84 Chapter Twelve Winding Down The continued respect in which Willsher was held by all, including the game’s establishment, was amply illustrated on his return to England in the winter of 1868/69. In a minute dated 1 December, the managing committee of Kent County Cricket Club resolved that no other professional should be asked to play in all the club’s matches, a considerable accolade when we bear in mind that no fewer than six players had been so honoured only four years previously. As it turned out, he had another six full seasons of county cricket left in him, with a couple of farewell appearances in 1875. Having secured himself gainful employment for a further season, he spent much of the rest of the winter trying to improve the lot of his fellow professionals, in his role as a committee member of the Cricketers’ Fund Friendly Society (CFFS). After two seasons without a match played for the benefit of the fund, it was in severe danger of having to be wound up, unless well-attended fixtures were arranged for the coming seasons. Reluctantly, partly at Willsher’s instigation, Parr and the other dissenting northerners attended a meeting held in London on New Year’s Eve, 1868 to discuss the society’s future.
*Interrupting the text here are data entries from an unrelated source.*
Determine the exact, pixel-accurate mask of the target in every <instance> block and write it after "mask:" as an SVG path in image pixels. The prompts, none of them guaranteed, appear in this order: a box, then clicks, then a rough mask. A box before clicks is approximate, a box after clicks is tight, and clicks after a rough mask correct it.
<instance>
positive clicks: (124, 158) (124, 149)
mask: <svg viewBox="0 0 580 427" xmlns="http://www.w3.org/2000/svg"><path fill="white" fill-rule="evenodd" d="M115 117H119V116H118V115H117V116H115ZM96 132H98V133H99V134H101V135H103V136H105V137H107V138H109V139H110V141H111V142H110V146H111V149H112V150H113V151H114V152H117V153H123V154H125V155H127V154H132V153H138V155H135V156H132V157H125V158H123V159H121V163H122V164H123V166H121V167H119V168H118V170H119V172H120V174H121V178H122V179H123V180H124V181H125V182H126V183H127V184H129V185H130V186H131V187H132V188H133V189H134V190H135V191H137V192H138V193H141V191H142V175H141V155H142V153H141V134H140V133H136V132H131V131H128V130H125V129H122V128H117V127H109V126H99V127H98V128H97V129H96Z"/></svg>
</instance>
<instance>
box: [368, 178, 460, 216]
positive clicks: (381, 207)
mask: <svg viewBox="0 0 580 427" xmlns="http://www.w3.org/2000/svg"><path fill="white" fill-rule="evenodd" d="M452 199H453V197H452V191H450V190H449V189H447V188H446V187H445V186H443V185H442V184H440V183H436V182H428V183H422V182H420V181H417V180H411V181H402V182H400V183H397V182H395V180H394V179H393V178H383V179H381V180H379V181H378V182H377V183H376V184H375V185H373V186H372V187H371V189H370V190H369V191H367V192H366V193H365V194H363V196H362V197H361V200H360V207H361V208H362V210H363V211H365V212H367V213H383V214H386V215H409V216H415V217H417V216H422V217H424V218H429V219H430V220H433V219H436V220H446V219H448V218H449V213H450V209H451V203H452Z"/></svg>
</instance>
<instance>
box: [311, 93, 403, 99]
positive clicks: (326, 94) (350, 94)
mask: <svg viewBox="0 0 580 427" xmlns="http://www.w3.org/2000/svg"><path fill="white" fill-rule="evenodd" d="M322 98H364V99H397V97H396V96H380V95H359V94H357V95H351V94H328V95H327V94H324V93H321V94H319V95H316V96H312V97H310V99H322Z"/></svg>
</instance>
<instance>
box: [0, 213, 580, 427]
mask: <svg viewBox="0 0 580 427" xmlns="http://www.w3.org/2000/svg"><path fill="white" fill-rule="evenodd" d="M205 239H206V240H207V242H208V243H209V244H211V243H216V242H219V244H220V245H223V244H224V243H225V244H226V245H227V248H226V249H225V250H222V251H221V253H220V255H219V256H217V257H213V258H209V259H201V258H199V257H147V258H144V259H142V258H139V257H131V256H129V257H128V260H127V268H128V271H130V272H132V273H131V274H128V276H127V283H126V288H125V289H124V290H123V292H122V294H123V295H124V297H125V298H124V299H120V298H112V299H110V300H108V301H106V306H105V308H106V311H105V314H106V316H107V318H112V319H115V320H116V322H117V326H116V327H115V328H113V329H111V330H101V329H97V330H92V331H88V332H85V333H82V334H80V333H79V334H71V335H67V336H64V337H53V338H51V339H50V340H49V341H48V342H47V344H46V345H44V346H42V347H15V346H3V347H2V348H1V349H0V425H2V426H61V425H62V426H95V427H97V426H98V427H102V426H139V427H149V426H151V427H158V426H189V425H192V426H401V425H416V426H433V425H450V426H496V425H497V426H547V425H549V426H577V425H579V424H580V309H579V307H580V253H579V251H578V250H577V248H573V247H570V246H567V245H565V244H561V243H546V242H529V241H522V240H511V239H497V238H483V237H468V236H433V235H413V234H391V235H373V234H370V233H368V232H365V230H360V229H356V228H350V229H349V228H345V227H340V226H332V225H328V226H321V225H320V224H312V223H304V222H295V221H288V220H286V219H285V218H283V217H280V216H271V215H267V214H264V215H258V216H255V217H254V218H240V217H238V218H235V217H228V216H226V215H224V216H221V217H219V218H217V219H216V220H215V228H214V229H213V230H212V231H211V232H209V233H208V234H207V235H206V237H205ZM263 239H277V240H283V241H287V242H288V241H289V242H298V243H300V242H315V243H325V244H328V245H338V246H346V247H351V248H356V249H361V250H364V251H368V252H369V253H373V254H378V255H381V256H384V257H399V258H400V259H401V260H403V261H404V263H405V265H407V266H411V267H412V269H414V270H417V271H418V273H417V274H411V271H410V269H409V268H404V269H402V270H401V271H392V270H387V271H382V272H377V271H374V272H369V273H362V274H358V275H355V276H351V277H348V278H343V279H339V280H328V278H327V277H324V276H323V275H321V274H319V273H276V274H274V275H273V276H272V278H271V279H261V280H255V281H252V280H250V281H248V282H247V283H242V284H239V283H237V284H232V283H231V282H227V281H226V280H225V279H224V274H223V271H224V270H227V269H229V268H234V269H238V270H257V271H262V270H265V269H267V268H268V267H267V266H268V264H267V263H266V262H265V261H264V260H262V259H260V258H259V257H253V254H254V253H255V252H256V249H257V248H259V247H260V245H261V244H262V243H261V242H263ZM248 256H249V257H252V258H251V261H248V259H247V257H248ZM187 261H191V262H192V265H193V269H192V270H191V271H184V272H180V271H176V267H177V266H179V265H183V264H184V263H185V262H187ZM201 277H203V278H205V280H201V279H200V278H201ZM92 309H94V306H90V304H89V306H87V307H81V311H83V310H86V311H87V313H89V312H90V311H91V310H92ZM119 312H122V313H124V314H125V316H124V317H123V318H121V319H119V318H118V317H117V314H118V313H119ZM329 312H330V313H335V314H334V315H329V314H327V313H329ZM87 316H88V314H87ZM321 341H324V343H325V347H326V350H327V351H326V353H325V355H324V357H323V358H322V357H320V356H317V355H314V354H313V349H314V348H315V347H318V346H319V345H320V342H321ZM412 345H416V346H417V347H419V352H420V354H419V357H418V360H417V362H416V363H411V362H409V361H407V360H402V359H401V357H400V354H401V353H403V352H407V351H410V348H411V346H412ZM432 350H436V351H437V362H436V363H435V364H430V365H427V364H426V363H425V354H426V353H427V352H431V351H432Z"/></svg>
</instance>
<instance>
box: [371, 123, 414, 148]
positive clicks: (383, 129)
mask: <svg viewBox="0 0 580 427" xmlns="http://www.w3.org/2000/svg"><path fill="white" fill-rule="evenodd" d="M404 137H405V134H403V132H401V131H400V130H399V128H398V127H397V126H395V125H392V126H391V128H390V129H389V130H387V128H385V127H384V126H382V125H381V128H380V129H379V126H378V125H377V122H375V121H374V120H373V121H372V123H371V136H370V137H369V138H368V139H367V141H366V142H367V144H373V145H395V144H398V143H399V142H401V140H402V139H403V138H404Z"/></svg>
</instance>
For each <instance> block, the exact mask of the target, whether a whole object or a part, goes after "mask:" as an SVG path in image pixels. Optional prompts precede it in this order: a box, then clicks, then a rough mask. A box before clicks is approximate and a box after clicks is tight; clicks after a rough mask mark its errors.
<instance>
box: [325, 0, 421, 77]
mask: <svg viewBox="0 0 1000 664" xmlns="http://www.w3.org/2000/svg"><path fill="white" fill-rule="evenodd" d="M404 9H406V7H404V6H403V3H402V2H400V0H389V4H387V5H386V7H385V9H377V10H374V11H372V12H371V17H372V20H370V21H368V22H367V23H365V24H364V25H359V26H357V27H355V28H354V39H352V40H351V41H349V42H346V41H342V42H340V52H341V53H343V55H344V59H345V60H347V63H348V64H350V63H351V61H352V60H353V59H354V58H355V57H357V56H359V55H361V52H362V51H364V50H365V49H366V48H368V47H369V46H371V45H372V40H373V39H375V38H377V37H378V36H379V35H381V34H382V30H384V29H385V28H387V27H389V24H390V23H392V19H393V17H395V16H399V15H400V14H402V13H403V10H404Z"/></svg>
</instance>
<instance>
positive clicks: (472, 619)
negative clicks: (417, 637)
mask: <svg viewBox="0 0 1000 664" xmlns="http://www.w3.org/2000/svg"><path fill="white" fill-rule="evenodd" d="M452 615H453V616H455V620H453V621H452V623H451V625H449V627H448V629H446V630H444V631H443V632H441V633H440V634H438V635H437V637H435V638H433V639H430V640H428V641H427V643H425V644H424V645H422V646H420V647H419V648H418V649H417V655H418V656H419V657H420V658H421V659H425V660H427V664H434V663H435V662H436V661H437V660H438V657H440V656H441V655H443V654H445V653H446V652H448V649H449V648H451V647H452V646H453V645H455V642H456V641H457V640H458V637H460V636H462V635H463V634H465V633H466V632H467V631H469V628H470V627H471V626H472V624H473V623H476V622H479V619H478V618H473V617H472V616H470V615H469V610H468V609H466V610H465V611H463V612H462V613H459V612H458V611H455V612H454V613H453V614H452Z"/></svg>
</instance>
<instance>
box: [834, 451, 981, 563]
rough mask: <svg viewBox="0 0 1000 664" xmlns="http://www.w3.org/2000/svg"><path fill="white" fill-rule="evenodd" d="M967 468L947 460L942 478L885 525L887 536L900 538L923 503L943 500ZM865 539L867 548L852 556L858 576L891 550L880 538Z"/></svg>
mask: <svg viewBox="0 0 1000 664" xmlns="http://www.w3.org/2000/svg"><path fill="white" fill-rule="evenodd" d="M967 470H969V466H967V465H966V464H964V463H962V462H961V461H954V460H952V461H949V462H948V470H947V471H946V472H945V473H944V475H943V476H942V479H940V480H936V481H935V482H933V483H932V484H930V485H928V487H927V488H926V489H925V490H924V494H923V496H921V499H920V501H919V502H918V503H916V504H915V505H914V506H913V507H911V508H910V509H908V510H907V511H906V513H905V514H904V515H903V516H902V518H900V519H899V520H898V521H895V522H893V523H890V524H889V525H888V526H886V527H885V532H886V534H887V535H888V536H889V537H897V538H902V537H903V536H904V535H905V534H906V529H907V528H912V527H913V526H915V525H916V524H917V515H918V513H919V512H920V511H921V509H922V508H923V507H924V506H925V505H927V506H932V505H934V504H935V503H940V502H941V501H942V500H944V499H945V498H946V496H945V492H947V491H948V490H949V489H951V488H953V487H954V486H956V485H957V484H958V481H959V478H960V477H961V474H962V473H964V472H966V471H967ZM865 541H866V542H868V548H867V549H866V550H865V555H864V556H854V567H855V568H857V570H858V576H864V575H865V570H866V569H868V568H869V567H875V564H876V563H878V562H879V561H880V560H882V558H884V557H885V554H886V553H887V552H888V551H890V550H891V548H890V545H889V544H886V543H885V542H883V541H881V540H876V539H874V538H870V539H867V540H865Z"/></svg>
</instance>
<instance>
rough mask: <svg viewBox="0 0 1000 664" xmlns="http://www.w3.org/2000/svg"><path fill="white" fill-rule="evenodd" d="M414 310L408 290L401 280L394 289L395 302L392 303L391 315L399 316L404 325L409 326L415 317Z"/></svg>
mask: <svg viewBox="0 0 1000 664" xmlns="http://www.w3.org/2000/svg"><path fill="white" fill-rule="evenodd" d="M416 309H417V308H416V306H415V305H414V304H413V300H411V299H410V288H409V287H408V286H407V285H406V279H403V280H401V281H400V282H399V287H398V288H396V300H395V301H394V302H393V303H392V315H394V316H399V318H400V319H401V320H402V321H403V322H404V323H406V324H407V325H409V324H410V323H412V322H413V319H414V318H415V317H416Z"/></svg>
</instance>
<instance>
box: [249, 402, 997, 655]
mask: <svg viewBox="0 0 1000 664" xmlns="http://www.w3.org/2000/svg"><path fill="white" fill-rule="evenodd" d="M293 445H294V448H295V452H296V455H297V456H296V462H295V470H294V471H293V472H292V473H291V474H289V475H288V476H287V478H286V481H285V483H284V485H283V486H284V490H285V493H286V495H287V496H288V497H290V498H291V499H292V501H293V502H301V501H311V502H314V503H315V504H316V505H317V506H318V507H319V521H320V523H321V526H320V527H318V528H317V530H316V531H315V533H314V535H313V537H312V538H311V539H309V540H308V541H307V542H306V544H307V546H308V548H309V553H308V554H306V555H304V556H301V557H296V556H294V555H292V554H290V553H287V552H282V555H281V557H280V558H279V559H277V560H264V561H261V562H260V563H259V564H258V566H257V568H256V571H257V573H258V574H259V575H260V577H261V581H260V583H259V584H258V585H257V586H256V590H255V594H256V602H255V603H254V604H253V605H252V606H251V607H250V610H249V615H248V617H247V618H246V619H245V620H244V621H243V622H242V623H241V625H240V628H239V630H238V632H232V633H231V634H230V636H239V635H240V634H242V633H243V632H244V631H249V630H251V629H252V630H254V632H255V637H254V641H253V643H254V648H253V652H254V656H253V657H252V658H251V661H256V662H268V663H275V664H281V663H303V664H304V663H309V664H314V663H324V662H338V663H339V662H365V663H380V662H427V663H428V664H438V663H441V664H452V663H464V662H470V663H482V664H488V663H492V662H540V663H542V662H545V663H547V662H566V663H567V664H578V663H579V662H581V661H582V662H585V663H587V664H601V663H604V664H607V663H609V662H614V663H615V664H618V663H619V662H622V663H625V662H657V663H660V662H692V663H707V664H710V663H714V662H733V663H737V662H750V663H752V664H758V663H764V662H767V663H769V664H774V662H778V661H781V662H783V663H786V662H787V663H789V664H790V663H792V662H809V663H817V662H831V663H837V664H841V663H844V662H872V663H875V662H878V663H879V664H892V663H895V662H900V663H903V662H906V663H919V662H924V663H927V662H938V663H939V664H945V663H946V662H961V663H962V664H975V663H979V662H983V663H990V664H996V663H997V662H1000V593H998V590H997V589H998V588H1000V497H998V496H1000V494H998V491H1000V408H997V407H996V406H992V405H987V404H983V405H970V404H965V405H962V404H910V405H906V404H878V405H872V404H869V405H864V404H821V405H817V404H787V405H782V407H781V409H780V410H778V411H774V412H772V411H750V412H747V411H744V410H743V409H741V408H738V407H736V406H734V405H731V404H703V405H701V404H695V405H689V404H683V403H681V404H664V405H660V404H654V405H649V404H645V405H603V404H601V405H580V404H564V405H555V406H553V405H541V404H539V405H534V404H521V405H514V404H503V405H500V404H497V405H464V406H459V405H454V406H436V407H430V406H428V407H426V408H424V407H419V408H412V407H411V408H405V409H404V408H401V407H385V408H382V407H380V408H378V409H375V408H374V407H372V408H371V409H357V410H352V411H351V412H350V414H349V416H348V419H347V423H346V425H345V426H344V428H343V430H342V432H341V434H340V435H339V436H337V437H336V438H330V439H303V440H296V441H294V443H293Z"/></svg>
It soon became clear that the north- south divide was still very much a live issue in the minds of the older members, who abstained when a resolution was passed to raise weekly sickness payments to £2 per week. Their wish for the dissolution of the Society became clear when Parr, Hayward and Carpenter all refused to have anything to do with proposed North v South matches, a decision which caused the Sporting Gazette to vent its spleen in no uncertain terms: We dare say it is heretical to make the assertion, but we venture nevertheless to affirm that it would not be difficult to find three as “good men and true” as this pig-headed trio . Why don’t the youngsters of the North … throw down the gage to the South? There was cricket – and very superior cricket too – before Parr, Carpenter and Hayward honoured the world by coming into it; and we fancy there will be cricket after they have retired from the scene of their triumphs.